Being in the Ladakh region felt like a very different country from the rest of India. Indeed, it is mostly Buddhist, largely Tibetan and had been cut off from the rest of India until the mid 1970s. Roads, cars, electricity and even cities are all recent additions to the region and it is still struggling on the cusp of modernity and millenia of traditional lifestyles. In spite of the technological advances, there is a mysterious and serene feeling to the city of Leh and its environs.
Arriving by plane, we headed up to our cruising altitude and then barely came down... As we landed, the plane weaved between 16,000 foot peaks, before landing easily among the clouds at 12,000 feet. In every direction were clouds and mountains, snow capped young peaks stretching starkly toward the sky. The main town of Leh sits just below the tree llne, at a height far greater than any American city. We spent the first 2 days fighting off the fatigue and neausea of altitude sickness. We drove long distances on narrow roads to visit one monastary after another. Each monastary is secluded among the mountains, up a windy road and overlooking a nearby village. The monastaries and their symbols and statues became familiar to us, but each one had a unique character and feel. The monks wore only red, mostly a deep red robe although some sported red Tommy HIlfiger or polo shirts, acquired throught trades with tourists. One of 9 people in the region are monks and boys as young as 6 will begin to train in monastaries.
Within the monastaries, there was a musty smell. Aged stone mixed with incense, spices and hundreds of years of chanting. The monastaries boasted rooms of statues, similar to what each Buddhist has in their home.Some of them, however, also had enormous Buddha statues that extended 3 or 4 stories tall. We were greeted by one lama, the head of a monastary, with the auspicious offering of a white scarf. At another monstary, we were offered rice while we sat in on lunchtime prayers. The monastaries were characterized by brightly colored flags in yellow, red, blue and green. Poles reached toward the clouds and Tibetan prayer flags could be seen in all directions, each string of flag showing varied levels of wear and tear.
The main city, a small town of winding streets, green fields, wandering cows and stray dogs, was a tourist mecca. Filled with dreadlocked travelers and countless Israelis, there were more guest houses than restaurants and the street vendors and small shops spilled out onto the sidewalk. Here at last was the focal point of every hippie trend, the epicenter of singing bowls, prayer flags, drums, Buddhist phrases, copious hashish dealers, flowing skirts, patchwork bags and yoga classes that dot college campuses and music festivals around the world. Free Tibet signs had a whole new meaning here, and Tibetan refugee centers were located in every small town. I especially enjoyed a trip to a womenºs center that supports local artisan and encourages ecologically responsible tourism. We spent a few hours shopping in the old city and stopped for our first cup of masala chai tea.

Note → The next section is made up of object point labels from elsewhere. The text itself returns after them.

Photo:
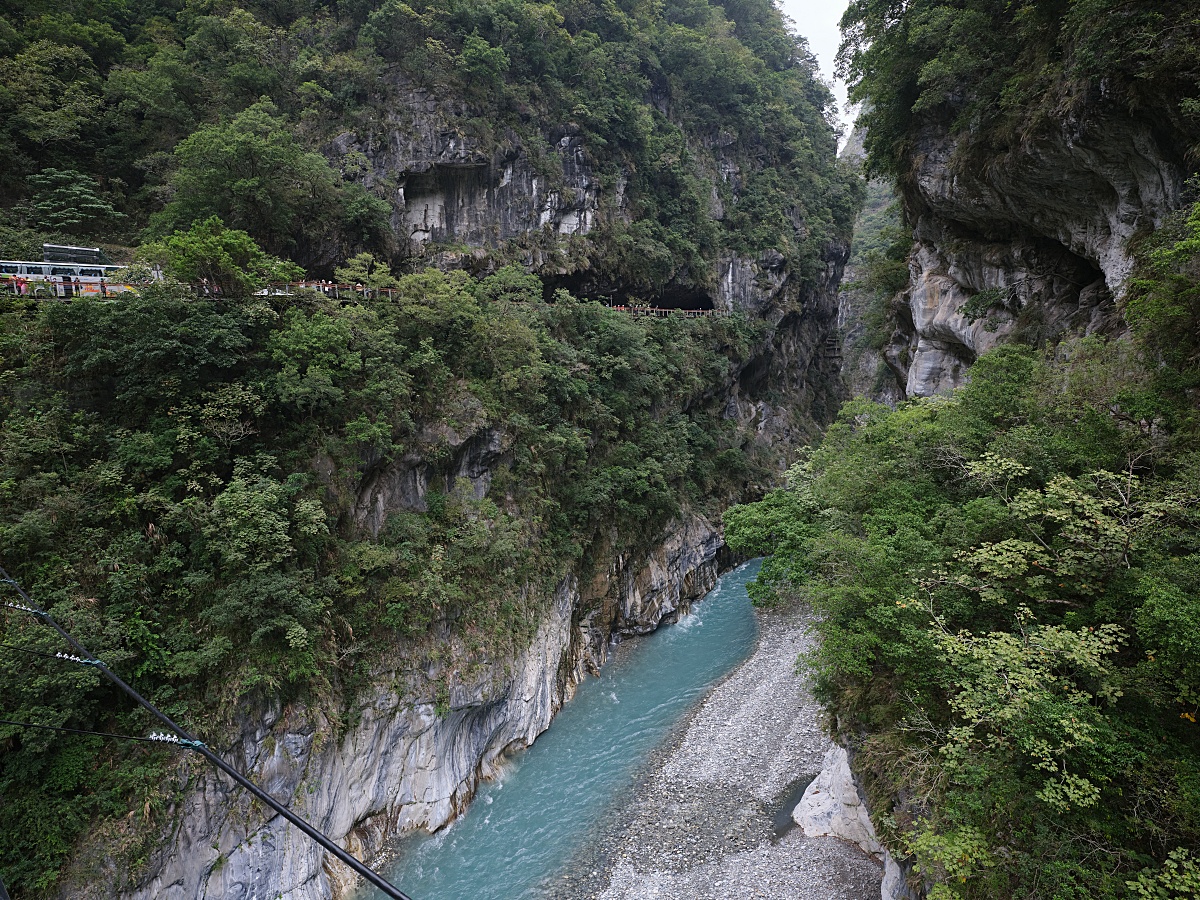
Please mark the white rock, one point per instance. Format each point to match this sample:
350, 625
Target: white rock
832, 807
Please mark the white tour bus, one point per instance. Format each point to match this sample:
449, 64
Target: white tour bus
64, 273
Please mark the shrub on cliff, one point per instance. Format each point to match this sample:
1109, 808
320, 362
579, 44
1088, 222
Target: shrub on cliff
1007, 585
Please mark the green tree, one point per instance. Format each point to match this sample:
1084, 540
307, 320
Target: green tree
226, 258
66, 199
256, 175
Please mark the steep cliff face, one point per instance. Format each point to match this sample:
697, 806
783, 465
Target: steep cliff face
412, 749
1026, 245
412, 755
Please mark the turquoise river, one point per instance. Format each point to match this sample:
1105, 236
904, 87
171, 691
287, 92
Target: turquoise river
522, 827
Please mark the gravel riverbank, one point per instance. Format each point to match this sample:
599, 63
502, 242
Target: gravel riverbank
708, 819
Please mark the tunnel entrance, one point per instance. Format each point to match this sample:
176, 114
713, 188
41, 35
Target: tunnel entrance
587, 287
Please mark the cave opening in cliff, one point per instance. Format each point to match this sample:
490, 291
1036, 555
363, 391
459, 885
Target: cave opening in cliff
587, 287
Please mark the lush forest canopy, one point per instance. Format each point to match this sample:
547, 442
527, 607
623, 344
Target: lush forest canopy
160, 495
1008, 581
1008, 576
999, 71
133, 118
178, 472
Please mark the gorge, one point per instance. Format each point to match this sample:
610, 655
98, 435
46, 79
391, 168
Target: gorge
370, 550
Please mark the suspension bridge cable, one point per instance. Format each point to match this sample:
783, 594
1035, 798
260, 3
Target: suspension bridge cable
369, 874
155, 738
47, 655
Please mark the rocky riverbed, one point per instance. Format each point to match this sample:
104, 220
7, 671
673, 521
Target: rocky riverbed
711, 817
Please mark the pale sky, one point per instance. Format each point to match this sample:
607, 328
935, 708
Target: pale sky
817, 21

After three days, we headed to the small village of Stok, about half an hour away. There, prepared for back country living, we were met by a staff of 5 and entered our tents, which can be better described as canvas hotel rooms. For the next 10 days as we volunteered at the Stok Governemnt High SChool, we were treated like royalty by our cooking and cleaning crew. In the afternoons we were greeted with fresh juice, hot tea and snacks. The campsite even had plumbing and electricity, amenities that, ironically, the school lacked.